While Egypt and Tunisia have little oil, Libya is one of Africa's largest holders of crude oil reserves, Algeria and Iran are major suppliers and Bahrain and Yemen both border Saudi Arabia on the peninsula that produces much of the world's oil. Together, Libya, Algeria, Yemen, Bahrain and Iran represent about 10% of global oil production.
Oil markets are famously skittish, especially when there is even the possibility of disruptions in the Middle East and North Africa, which account for some 35 percent of the world's oil production and a greater percentage of the world's known reserves.
That nervousness is likely to spread elsewhere, with so many economies still fragile in the wake of the worldwide economic downturn and with the possibility that higher crude prices could lead to further increases in food prices. The high cost of food has already led to unrest in several countries, even before political revolts began in the Middle East.

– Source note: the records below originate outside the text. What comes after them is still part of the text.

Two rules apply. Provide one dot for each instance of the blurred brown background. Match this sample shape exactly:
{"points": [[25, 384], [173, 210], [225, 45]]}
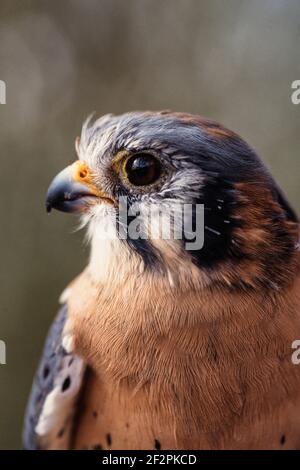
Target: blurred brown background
{"points": [[233, 61]]}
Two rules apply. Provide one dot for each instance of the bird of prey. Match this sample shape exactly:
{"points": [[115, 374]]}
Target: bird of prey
{"points": [[158, 345]]}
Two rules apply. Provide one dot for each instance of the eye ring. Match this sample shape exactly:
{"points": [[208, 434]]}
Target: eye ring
{"points": [[142, 169]]}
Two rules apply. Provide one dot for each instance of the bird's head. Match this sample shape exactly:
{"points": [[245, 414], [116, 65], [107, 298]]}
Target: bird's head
{"points": [[179, 196]]}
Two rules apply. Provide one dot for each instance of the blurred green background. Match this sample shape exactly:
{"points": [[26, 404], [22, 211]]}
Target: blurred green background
{"points": [[233, 61]]}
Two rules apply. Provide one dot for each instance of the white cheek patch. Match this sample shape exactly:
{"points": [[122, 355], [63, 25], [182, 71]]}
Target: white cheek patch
{"points": [[55, 422]]}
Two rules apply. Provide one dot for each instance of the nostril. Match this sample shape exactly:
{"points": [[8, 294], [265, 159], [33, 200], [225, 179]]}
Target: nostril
{"points": [[83, 174]]}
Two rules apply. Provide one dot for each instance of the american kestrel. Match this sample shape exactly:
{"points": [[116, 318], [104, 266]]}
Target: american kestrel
{"points": [[162, 346]]}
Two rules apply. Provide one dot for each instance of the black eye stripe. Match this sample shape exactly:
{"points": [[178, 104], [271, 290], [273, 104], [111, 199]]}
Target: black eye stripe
{"points": [[142, 169]]}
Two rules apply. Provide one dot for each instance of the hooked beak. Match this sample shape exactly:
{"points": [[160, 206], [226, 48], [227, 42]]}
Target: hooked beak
{"points": [[72, 190]]}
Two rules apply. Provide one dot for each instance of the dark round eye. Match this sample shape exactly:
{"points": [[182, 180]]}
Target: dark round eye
{"points": [[142, 169]]}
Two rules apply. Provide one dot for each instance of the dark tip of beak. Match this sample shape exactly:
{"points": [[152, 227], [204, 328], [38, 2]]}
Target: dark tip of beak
{"points": [[48, 207]]}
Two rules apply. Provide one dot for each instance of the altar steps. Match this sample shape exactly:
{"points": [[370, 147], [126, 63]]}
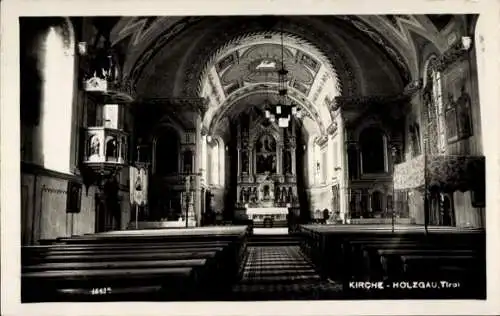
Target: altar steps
{"points": [[273, 240]]}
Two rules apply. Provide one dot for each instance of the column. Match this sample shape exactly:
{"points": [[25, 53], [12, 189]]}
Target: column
{"points": [[239, 162], [197, 168]]}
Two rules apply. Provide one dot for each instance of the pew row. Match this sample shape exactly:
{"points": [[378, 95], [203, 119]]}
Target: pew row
{"points": [[159, 265]]}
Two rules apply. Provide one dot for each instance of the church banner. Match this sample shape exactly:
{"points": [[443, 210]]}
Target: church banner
{"points": [[139, 185]]}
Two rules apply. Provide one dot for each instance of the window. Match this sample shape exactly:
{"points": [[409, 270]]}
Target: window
{"points": [[57, 110], [373, 150]]}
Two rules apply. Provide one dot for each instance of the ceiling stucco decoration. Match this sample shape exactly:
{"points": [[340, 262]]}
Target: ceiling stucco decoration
{"points": [[261, 63]]}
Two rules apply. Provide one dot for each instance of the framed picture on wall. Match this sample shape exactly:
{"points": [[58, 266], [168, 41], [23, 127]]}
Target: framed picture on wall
{"points": [[74, 198]]}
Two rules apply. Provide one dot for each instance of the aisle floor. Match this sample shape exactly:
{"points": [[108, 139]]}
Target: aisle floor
{"points": [[283, 273]]}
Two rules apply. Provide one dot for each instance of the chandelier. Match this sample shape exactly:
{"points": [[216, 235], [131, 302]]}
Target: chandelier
{"points": [[282, 111]]}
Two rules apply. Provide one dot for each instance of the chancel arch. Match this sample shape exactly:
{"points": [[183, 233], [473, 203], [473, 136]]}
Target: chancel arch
{"points": [[373, 150], [166, 151], [333, 122]]}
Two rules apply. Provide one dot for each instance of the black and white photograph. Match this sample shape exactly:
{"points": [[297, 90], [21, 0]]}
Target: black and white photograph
{"points": [[252, 157]]}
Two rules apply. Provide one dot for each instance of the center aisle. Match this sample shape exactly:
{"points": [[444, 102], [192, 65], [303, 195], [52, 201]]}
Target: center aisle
{"points": [[282, 273]]}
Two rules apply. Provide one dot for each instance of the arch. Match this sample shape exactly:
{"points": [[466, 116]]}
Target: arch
{"points": [[166, 151], [373, 150]]}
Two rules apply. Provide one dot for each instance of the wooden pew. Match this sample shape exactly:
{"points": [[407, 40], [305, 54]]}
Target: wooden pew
{"points": [[163, 264]]}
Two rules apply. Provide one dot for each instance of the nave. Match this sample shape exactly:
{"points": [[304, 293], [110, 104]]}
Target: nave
{"points": [[227, 264]]}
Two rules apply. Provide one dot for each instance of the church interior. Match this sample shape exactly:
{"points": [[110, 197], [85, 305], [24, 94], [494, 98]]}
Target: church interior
{"points": [[251, 157]]}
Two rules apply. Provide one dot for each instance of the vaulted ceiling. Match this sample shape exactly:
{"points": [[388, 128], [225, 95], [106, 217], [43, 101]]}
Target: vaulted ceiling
{"points": [[231, 60]]}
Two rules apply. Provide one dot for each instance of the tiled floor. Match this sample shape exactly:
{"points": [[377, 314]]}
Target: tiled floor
{"points": [[282, 273]]}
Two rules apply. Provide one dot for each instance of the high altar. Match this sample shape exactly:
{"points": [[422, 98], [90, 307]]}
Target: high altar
{"points": [[267, 181]]}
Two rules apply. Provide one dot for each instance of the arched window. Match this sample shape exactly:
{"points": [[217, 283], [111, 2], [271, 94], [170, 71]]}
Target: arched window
{"points": [[434, 111], [376, 202], [167, 152], [373, 150], [214, 162]]}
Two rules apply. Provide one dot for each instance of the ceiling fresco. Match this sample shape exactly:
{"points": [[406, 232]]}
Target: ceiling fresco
{"points": [[227, 59], [260, 63]]}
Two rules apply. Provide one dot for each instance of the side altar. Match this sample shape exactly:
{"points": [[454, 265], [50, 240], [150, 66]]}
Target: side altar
{"points": [[267, 181]]}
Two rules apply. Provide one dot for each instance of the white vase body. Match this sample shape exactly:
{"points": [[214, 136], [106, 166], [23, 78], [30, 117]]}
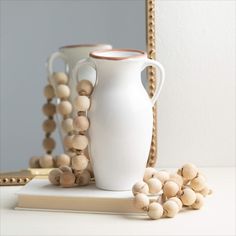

The increased price of energy is a burden that can be a detriment to the global economic recovery, said Nobuo Tanaka, the executive director of the International Energy Agency. Brent is a global benchmark crude oil that is produced in the North Sea and traded in London. It is typically the benchmark that is used to set the price for most of the oil from the Middle East. Another benchmark crude, West Texas Intermediate, closed at $86.20 a barrel on Friday. Each benchmark has an impact on gasoline prices in the United States, with the East Coast more affected by the Brent prices than other regions.